Academic ArticlesPrioritizing skeletal muscle health for successful aging

Prioritizing skeletal muscle health for successful aging

First Published:
12th August 2025
Last Modified:
12th August 2025

Kevin A. Murach, Ph.D. at the University of Arkansas, talks us through prioritizing skeletal muscle health for successful aging, beginning with a primer on skeletal muscle aging

Skeletal muscles are the motors for locomotion and breathing.

They are also secretory organs that communicate throughout the body via secreted factors, crucial for thermoregulation (e.g., shivering), storage depots for amino acids, and a metabolic sink for carbohydrates and fat. Healthy skeletal muscle is essential for whole-body health throughout the lifespan and is a major factor in the proportion of life spent in good health (a.k.a. healthspan).

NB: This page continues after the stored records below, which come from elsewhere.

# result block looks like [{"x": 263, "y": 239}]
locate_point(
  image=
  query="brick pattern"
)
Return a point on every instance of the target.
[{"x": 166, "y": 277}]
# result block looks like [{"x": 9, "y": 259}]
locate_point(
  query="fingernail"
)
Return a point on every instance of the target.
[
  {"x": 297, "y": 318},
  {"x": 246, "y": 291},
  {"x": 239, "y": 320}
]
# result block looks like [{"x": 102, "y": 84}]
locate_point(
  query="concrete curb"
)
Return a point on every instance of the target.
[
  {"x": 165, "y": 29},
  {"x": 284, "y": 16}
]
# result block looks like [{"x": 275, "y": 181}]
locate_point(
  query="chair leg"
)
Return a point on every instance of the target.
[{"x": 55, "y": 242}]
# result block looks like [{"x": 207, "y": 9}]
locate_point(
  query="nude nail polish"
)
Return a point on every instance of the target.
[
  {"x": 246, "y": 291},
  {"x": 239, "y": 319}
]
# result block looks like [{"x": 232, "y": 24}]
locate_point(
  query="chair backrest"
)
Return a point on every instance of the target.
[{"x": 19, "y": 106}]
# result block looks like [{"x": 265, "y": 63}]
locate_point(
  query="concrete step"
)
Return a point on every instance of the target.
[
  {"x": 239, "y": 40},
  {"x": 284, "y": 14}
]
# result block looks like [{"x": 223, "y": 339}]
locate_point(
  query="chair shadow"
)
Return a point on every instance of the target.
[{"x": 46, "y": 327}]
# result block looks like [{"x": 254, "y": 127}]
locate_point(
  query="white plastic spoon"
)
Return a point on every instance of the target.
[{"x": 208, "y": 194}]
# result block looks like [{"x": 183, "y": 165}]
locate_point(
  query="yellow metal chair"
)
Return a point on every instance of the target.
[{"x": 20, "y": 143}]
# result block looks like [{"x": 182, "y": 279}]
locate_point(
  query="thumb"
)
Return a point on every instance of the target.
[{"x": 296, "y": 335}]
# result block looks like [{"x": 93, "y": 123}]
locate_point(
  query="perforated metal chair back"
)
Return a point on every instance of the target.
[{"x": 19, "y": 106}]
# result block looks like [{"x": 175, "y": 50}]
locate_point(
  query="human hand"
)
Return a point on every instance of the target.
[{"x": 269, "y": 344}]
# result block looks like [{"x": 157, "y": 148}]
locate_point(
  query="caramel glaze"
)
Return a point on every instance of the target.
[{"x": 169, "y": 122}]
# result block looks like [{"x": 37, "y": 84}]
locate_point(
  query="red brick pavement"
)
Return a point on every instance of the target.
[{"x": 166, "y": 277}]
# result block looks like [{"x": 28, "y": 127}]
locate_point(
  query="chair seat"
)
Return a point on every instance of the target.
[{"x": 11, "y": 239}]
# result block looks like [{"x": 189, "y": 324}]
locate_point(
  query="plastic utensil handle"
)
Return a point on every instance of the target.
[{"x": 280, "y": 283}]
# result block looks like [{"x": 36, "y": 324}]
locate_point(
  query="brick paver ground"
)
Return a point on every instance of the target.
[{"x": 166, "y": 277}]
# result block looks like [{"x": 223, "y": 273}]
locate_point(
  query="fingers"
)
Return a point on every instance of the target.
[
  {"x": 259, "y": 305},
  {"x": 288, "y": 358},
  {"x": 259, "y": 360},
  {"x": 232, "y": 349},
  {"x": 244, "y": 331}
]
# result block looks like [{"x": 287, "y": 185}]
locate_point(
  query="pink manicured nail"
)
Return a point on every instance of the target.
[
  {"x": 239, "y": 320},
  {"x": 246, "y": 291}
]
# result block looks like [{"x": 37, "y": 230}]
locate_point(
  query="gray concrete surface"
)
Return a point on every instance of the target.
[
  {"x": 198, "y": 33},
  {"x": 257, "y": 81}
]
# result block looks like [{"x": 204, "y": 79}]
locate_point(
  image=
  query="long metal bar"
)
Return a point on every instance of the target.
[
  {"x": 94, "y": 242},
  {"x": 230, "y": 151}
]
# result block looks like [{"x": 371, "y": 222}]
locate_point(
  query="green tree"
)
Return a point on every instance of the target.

As we age, skeletal muscle tissue is progressively lost due to a process called age-related sarcopenia. The development of age-related sarcopenia, especially in individuals with a sedentary lifestyle, can begin well before middle age in most skeletal muscles. Reductions in the size of individual muscle cells (i.e., muscle fibers), the total number of muscle fibers, and the proportion of power-producing “fast-twitch” fibers, alongside more denervated fibers and non-contractile material (e.g., fatty infiltration and fibrosis), collectively lead to reduced muscle performance and metabolic dysfunction as aging progresses.

Power is the product of force and velocity. An age-associated inability to produce power combined with deteriorating muscle quality underlies compromised recovery from inevitable episodes of illness or hospitalization that occur throughout life. These negative health events, unfortunately, tend to increase in frequency over time, compounding the deleterious effects of aging. Age-related sarcopenia and its sequelae are, therefore, major contributors to a loss of independence and increased morbidity and mortality.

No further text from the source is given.